Exaggerating, but for some weird reason there’s a passage toward the end of “Blood Follows” (the first Bauchelain and Korbal Broach novella) that I just love and kept reciting to myself (the same with some sentences of Iskaral Pust in DG, I had to recite them aloud instead of merely reading them).

Context is: there’s a sergeant of the City Watch who’s investigating on a series of murders and who’s now going to interrogate two weird guys. These two are camping atop a grassy barrow, dressed in rags and cooking some ratmeat on a skewer, with some good wine nearby, since you can’t really appreciate the ratmeat without a good wine.

One of the two sees the sergeant approaching and addresses him as a ‘lowborn’, and the sergeant answers asking what’s so special about them two instead.

This the reply:

‘Singular intent, poor sergeant, is the most cleansing of endeavours. Witness here before you amiable myself and, at my side, himself.
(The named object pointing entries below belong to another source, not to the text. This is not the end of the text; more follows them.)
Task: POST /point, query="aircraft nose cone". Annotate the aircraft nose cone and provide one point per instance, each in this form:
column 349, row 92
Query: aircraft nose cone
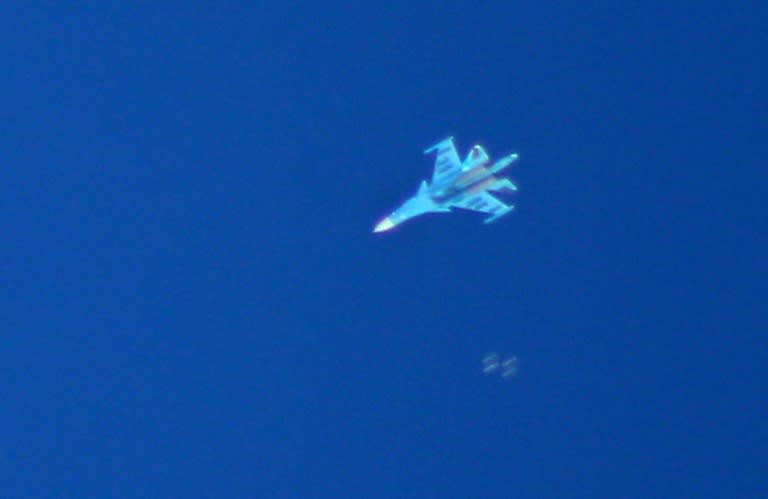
column 385, row 224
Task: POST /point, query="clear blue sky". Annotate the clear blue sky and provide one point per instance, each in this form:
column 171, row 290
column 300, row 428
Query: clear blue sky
column 192, row 303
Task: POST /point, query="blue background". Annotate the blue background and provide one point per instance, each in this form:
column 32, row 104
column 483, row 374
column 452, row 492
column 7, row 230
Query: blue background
column 192, row 303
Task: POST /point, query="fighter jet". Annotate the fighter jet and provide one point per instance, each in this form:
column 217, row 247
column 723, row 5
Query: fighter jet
column 454, row 183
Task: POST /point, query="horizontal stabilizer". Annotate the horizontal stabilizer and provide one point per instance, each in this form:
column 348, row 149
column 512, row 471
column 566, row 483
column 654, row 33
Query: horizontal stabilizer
column 503, row 163
column 498, row 214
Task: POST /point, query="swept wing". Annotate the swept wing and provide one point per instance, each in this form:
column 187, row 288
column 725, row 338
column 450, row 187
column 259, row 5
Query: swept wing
column 447, row 162
column 484, row 202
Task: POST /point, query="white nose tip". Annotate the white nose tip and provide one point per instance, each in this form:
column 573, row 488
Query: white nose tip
column 385, row 224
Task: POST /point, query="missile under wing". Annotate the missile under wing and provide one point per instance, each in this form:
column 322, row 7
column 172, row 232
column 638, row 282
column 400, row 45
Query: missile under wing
column 469, row 184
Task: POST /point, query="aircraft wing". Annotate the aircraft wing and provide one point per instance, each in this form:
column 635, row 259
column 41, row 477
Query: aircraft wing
column 484, row 202
column 447, row 162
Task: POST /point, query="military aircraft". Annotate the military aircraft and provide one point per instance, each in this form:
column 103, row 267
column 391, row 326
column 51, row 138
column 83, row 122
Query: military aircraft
column 466, row 185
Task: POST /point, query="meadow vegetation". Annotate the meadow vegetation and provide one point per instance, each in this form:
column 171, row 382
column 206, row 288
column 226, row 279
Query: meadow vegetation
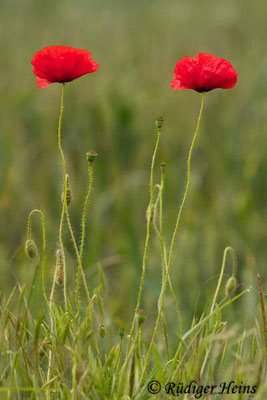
column 113, row 112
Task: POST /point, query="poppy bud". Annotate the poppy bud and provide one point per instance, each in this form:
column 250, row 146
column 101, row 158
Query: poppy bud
column 59, row 268
column 68, row 191
column 231, row 285
column 31, row 249
column 159, row 122
column 150, row 213
column 141, row 316
column 121, row 332
column 91, row 156
column 101, row 330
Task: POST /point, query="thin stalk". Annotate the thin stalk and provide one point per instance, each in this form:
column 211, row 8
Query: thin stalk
column 44, row 248
column 151, row 199
column 88, row 195
column 64, row 194
column 206, row 319
column 263, row 313
column 232, row 252
column 80, row 269
column 173, row 240
column 160, row 235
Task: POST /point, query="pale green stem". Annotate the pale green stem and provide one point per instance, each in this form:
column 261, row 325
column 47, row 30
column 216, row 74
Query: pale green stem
column 74, row 377
column 232, row 252
column 151, row 188
column 52, row 330
column 160, row 235
column 64, row 194
column 90, row 172
column 173, row 241
column 88, row 195
column 44, row 248
column 79, row 262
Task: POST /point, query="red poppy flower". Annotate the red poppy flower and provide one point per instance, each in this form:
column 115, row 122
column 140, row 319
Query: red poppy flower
column 61, row 64
column 203, row 73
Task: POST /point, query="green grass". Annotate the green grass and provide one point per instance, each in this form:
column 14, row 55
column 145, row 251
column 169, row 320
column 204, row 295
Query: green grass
column 136, row 45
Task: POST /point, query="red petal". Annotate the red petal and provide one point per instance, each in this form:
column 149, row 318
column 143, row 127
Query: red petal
column 177, row 85
column 204, row 72
column 41, row 83
column 62, row 63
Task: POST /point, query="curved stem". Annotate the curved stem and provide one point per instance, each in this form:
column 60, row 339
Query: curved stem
column 151, row 188
column 36, row 211
column 173, row 241
column 90, row 173
column 80, row 269
column 232, row 252
column 160, row 235
column 64, row 192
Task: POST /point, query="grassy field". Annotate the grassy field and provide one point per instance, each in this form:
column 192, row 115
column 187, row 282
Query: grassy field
column 137, row 44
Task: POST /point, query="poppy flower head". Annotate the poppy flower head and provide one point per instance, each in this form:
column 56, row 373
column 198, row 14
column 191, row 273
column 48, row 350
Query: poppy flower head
column 61, row 64
column 203, row 73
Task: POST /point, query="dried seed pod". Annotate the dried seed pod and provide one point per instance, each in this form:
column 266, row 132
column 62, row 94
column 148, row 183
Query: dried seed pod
column 31, row 249
column 59, row 268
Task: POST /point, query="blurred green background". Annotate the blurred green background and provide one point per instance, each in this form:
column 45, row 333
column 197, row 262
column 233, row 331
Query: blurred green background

We two are most singular.’

There. I love it.

On the other side I officially have a problem with Erikson’s endings. Thought the ending of GotM wasn’t fully realized, didn’t like the one of DG, now even Blood Follows didn’t end in a way that I considered satisfactory (I kept waiting for a plot twist that didn’t arrive). Loved the novel, but it needed something at the end.

Now onto “The Lees of Laughter’s End”.